I have a template class in C++ which takes as a char_type
template parameter the character type, such as char
, wchar_t
, char32_t
, etc... The class then use std::basic_string<char_type>
in the code.
Then somewhere in the class I fill a table of escaping sequences such as "&"
. This does not work as depending on the template character type, we would need to use "&"
, L"&"
, U"&"
...
Is there a way to avoid specializing the template functions for initializing the table, for instance with some standard function for converting string litterals?

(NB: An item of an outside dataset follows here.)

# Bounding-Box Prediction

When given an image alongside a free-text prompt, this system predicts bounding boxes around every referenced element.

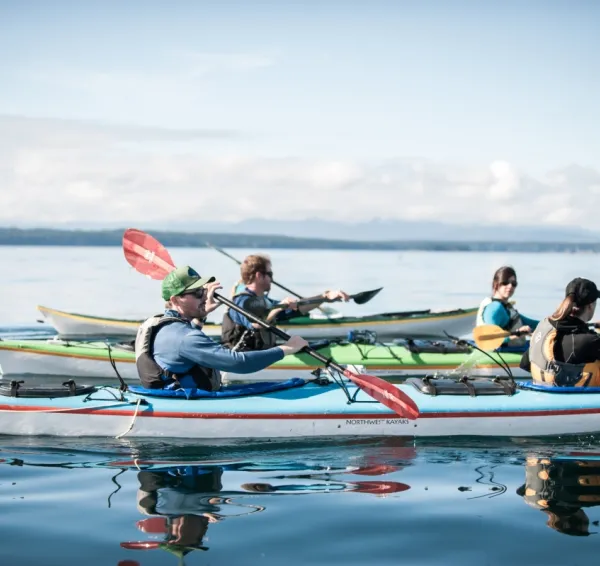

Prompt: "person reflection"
[518,455,600,536]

As these are escaping sequences, they do not contain anything else than ASCII characters.
I would do the following:
template <typename char_type, size_t LENGTH>
constexpr std::basic_string<char_type> literal(const char (&value)[LENGTH])
{
using string = std::basic_string<char_type>;
string result{};
result.reserve(LENGTH);
std::copy(std::begin(value), std::end(value), std::back_inserter(result));
return result; // rvo
}
You can use it this way:
// Table of escaping sequences
std::basic_string<char_type> escaping_sequences[] =
{
literal<char_type>("&"),
literal<char_type>("&foo"),
literal<char_type>("&bar"),
...
}
I've tested it in Ideone:
literal< char >("test") // result: std::string
literal<char32_t>("test") // result: std::basic_string<char32_t, std::char_traits<char32_t>, std::allocator<char32_t> >
literal<char16_t>("test") // result: std::basic_string<char16_t, std::char_traits<char16_t>, std::allocator<char16_t> >
Is untested for all the char types but hope it helps.

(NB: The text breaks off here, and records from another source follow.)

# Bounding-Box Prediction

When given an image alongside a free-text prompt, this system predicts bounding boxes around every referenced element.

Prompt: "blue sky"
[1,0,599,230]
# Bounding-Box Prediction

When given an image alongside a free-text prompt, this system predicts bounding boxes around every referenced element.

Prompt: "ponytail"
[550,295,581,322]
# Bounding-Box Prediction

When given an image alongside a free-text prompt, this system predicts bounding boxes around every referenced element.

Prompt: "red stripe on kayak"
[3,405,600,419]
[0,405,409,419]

My bad, I just noticed that galinette almost answered the same as me before I did. The only difference between my code and the one from galinette is that I'm allocating the resulting string once with counting the number of characters at compile time, due to the use of reserve
instead of using the automatic allocation of push_back
LENGTH
as a template parameter.
It is possible to avoid the final null character issue by substracting 1 to the end
iterator:
template <typename char_type, size_t LENGTH>
constexpr std::basic_string<char_type> literal(const char (&value)[LENGTH])
{
using string = std::basic_string<char_type>;
string result{};
result.reserve(LENGTH - 1);
std::copy(std::begin(value), std::end(value) - 1, std::back_inserter(result));
return result; // rvo
}
Or, using std::copy_n
instead of std::copy
:
template <typename char_type, size_t LENGTH>
constexpr std::basic_string<char_type> literal(const char (&value)[LENGTH])
{
using string = std::basic_string<char_type>;
string result{};
result.reserve(LENGTH - 1);
std::copy_n(std::begin(value), LENGTH - 1, std::back_inserter(result));
return result; // rvo
}
The best way is maybe to define conversion function ourselves, as converting ASCII to UTF8/16/32 is a straightforward cast on the char types
template<typename char_type>
std::basic_string<char_type> cvtASCIItoUTFX(const char * litteral)
{
//We could define a faster specialization in case char_type is char
size_t s = strlen(litteral);
std::basic_string<char_type> result;
result.reserve(s);
for(size_t i=0;i<s;++i)
{
result.push_back((char_type)litteral[i]);
}
return result;
}
As these are escaping sequences, they do not contain anything else than ASCII characters.
Is there a way to avoid specializing the template functions for initializing the table, for instance with some standard function for converting string litterals?
No, because the standard doesn't have any conversion functions that stick to such specific subsets.
I'd recommend just using an external generator for the table, or if you really want to stay within C++, to use macros.